Conflict of laws is an area that is difficult to classify especially when you can't read the language. While reclassing our old collection, I noticed inconsistencies even between editions. One edition would be in K and the next in a country schedule. Also, we had classed some of the older comparative titles in K, yet they should have been in KJC. At least with American conflict titles, we have the scope notes in KF and the scope note in Table A of KDZ, KG-KH just above 110 that refers comparative American titles to KG. You may want to establish some guidelines for your collection to insure consistency.
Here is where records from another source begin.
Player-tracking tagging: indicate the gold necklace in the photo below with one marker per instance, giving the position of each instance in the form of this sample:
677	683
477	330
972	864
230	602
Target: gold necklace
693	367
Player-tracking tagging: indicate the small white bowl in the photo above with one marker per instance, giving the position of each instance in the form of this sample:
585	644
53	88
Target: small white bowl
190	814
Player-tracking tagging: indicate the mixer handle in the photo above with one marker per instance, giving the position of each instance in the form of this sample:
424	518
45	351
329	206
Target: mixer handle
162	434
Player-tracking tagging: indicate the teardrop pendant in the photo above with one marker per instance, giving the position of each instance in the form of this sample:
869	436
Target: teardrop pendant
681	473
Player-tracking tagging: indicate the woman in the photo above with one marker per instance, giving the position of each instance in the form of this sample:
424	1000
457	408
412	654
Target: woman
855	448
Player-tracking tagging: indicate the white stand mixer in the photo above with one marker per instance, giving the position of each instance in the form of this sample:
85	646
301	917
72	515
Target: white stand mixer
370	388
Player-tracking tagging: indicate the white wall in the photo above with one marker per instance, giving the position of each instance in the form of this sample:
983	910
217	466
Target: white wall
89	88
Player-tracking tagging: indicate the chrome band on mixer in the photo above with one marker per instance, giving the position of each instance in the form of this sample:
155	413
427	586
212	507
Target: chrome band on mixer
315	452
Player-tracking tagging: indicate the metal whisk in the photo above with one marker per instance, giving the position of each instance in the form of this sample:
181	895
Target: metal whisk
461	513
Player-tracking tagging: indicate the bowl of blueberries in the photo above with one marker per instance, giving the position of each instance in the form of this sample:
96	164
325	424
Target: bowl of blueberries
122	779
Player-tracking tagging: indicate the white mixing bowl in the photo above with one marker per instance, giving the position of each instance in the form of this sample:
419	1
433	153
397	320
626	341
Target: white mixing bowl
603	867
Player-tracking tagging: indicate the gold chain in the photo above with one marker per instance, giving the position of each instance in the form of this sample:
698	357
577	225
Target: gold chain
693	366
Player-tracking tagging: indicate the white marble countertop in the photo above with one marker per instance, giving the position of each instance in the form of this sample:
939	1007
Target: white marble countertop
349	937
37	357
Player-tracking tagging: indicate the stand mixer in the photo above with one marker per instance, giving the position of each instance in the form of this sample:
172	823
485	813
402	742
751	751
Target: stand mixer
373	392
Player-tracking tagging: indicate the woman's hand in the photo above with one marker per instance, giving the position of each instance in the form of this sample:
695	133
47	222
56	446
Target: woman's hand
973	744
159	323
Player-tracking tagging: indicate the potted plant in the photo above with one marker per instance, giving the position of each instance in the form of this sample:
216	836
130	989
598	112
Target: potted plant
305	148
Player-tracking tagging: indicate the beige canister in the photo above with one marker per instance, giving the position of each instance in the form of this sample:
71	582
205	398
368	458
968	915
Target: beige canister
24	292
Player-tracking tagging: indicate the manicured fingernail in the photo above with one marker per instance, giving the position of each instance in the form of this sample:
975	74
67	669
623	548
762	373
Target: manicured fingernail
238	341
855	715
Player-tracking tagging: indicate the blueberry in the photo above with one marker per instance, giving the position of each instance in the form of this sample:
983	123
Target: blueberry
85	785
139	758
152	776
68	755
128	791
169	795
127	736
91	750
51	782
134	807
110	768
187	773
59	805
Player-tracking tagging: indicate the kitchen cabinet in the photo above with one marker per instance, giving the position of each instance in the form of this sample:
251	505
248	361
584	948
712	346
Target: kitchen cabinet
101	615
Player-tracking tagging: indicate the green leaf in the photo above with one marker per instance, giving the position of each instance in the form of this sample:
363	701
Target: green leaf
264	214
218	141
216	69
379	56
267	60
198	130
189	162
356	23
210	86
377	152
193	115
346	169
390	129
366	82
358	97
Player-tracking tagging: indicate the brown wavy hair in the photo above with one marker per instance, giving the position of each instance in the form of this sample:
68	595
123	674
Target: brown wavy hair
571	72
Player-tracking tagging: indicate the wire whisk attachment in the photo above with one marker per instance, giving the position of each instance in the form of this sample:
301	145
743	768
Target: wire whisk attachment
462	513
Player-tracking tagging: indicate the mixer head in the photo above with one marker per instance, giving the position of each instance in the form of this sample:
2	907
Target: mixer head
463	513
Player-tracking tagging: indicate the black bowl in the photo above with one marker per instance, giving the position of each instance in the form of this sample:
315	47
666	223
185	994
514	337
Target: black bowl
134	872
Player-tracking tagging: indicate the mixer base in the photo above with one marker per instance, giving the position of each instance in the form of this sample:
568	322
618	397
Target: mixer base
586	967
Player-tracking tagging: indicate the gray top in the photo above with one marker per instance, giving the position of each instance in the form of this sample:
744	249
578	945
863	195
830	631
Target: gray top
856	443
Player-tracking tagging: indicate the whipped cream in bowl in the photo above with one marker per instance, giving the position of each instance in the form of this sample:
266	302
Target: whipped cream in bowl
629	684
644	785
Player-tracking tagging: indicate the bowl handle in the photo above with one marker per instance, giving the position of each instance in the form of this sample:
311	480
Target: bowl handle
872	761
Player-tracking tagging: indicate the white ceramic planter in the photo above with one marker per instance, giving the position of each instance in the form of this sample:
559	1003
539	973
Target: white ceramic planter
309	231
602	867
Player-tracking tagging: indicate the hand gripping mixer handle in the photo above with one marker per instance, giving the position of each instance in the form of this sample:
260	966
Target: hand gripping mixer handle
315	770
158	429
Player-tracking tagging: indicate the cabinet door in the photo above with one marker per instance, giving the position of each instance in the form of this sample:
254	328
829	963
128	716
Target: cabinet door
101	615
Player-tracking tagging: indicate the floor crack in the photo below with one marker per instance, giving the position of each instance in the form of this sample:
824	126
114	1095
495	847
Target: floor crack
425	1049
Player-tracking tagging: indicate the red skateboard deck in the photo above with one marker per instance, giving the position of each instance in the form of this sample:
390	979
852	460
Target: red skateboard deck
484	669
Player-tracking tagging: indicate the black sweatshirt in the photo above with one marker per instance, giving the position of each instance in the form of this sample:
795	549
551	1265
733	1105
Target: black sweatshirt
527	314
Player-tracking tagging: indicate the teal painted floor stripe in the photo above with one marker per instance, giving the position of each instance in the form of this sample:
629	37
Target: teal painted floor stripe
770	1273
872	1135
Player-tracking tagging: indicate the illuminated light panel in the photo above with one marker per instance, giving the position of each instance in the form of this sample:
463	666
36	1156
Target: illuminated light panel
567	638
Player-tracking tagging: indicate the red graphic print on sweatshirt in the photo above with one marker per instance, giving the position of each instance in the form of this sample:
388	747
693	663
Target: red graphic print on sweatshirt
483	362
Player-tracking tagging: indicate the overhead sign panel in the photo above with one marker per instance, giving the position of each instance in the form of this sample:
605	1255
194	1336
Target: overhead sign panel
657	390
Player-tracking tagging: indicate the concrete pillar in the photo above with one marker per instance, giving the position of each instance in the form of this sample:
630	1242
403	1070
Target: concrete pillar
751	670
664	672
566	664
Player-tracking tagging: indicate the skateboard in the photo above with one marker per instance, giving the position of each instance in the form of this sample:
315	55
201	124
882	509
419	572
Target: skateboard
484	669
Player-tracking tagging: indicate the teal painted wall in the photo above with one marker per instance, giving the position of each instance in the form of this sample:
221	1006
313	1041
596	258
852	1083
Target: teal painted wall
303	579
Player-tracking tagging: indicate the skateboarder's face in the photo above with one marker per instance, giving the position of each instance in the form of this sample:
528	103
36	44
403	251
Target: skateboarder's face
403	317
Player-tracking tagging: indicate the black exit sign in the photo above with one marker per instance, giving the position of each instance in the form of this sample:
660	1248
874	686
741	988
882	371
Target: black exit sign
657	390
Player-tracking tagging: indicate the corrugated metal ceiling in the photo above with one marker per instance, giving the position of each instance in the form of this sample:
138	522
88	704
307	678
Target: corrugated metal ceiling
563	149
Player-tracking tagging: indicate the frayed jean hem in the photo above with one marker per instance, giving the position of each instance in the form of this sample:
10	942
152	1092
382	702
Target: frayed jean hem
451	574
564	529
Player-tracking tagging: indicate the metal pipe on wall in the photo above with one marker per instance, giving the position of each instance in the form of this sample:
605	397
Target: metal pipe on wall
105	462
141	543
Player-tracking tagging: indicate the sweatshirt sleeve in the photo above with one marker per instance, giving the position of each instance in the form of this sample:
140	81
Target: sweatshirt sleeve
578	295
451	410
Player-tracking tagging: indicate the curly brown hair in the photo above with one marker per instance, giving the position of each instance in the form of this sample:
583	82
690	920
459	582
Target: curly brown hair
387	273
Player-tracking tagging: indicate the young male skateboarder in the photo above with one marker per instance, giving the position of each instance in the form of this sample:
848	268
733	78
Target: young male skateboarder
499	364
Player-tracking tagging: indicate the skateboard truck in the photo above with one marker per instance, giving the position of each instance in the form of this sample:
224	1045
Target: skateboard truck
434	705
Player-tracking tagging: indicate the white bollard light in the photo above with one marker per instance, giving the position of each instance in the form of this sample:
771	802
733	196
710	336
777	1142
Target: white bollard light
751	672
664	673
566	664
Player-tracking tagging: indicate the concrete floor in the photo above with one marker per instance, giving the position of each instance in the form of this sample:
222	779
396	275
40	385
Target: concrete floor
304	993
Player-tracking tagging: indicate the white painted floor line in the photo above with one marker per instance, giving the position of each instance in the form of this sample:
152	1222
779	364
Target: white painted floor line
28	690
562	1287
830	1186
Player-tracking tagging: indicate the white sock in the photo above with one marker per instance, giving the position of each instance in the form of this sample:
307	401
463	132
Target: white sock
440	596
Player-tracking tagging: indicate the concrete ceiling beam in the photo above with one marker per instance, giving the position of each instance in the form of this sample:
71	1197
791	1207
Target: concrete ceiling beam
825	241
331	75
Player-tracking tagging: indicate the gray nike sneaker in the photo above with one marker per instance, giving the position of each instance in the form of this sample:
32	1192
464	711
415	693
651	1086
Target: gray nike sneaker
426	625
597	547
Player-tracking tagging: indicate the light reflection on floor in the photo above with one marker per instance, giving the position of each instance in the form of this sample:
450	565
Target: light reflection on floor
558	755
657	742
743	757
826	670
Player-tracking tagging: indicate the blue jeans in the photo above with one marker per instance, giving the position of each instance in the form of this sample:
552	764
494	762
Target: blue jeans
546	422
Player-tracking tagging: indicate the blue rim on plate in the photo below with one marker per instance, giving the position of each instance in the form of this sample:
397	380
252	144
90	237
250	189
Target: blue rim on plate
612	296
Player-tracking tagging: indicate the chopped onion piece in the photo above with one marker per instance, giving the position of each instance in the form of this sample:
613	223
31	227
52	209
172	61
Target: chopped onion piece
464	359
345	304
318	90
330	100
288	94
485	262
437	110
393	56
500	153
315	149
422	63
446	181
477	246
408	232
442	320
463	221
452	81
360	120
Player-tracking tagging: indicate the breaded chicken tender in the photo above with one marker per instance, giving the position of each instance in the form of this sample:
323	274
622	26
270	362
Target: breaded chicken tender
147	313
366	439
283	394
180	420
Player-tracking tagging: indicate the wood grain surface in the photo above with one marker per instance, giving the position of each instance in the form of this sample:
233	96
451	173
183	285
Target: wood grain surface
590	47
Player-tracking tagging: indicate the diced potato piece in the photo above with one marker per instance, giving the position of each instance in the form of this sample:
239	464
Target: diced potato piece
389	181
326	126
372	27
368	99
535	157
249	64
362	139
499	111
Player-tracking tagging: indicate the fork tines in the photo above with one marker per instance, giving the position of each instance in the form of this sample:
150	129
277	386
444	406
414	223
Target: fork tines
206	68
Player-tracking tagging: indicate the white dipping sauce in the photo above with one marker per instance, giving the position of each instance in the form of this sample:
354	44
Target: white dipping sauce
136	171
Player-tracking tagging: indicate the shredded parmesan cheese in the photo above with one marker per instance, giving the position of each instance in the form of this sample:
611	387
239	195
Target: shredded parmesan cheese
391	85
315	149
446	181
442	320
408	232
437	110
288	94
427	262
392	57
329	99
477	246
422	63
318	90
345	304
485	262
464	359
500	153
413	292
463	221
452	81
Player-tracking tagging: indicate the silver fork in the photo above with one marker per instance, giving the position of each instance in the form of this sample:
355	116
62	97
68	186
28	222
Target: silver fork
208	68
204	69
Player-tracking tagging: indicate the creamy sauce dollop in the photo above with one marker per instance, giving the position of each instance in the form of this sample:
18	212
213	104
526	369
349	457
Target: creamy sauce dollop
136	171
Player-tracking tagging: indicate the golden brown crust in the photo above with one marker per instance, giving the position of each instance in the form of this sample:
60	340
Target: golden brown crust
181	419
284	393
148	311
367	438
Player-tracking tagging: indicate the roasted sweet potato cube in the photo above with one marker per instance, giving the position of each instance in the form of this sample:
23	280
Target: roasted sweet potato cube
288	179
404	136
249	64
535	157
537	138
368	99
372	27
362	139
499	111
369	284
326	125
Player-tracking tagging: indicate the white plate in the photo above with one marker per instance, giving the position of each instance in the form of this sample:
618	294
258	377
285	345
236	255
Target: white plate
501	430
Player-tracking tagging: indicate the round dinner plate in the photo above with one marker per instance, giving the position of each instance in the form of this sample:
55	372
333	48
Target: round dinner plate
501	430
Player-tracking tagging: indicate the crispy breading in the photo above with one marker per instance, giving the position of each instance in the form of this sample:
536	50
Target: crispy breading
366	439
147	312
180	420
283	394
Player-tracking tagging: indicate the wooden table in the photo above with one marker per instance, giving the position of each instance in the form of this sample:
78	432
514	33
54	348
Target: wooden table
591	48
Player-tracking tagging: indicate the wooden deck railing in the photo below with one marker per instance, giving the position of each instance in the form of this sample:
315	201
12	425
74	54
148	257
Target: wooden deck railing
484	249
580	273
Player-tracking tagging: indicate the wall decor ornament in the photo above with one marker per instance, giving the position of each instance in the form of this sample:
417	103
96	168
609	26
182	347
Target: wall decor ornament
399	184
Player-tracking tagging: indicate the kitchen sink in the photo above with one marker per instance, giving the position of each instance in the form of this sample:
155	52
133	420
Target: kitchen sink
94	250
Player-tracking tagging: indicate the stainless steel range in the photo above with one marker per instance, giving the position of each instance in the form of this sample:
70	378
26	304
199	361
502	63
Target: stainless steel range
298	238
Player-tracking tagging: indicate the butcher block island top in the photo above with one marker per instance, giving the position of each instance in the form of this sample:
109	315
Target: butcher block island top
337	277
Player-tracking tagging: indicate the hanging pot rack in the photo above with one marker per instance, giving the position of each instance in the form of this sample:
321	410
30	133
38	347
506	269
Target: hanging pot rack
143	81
If the work treats several countries equally and is not related to a region, class in K. If the work is theoretical, historical and not related to region, class in K. Many of the historical works in Yale's collection are actually KJC since they deal with that region. Of course, guidelines are great, but they don't always solve the problem. Conflict of laws will remain a tough area to classify, especially the older titles. Many of you will want to prefer K unless the work is clearly country or region – that will keep all of your "in doubts" together and that's a good thing.
Jolande Goldberg and David Guion have given us permission to include their recent correspondence about JX. We hope you all find it as helpful as we did:
(1) (JX5121) Belligerent measures. Deceit, spies, etc.
The subject Espionage, spies, deception/disinformation, etc., are classed in UB250+ as a subtopic of military intelligence; both intelligence and espionage are further subdivided "By region or country, A-Z".
Particular spy cases related to a war, are classed with the particular war in Classes D-F.
General works on *espionage as a crime against the state or peace* are classed in K5252.5, or in subclasses for regions and countries (e.g. KJ-KKZ, Table A, 4442 and 4446; KK9084+, etc. LC has one treatise on history of deception/disinformation (classed in JX5121) which belongs rather to history of humanitarian law, KZ6471, while several other works in JX5121 would now class in UB or K (Law in general...)
(2) (JX4079.P7) Means of protecting independence... Propaganda.
Propaganda is to be addressed by law cataloging only if it is a crime, aimed at "endangering the state.." or "..international relations", e.g. KJ-KKZ, Table A, 4448 and 4455.
Otherwise, it is classed in various J subclasses (by country), such as JN3971+, or JF1525.P7, and in subclass UB275.
Potential references could include:
JZ6405.A-Z (Works on diverse concepts and aspects...).
Propaganda, Psychological warfare, see UB275
KZ4043 (Means of protecting independence).
For treasonable propaganda endangering the state or international relations, see crimes against the government in appropriate K subclasses (e.g. KJKKZ, Table A, 4448 and 4455)
(JX5482.5) Exhaustion... (=K5495 area)
(JX5483) Claims and reparations (=how'bout K967Government tort liability. Including works on the Calvo doctrine. This is an 1995 revision of K) You ask whether this is the right place? Conflict of Laws (K7000+) deals only with conflict rules (comparatively) in particular subject areas established as "Private International Law". Your book in hand has to decide this. (JX5486) Claims and reparations. By region or country (=this looks to me like collections which would send you back to KZ238+).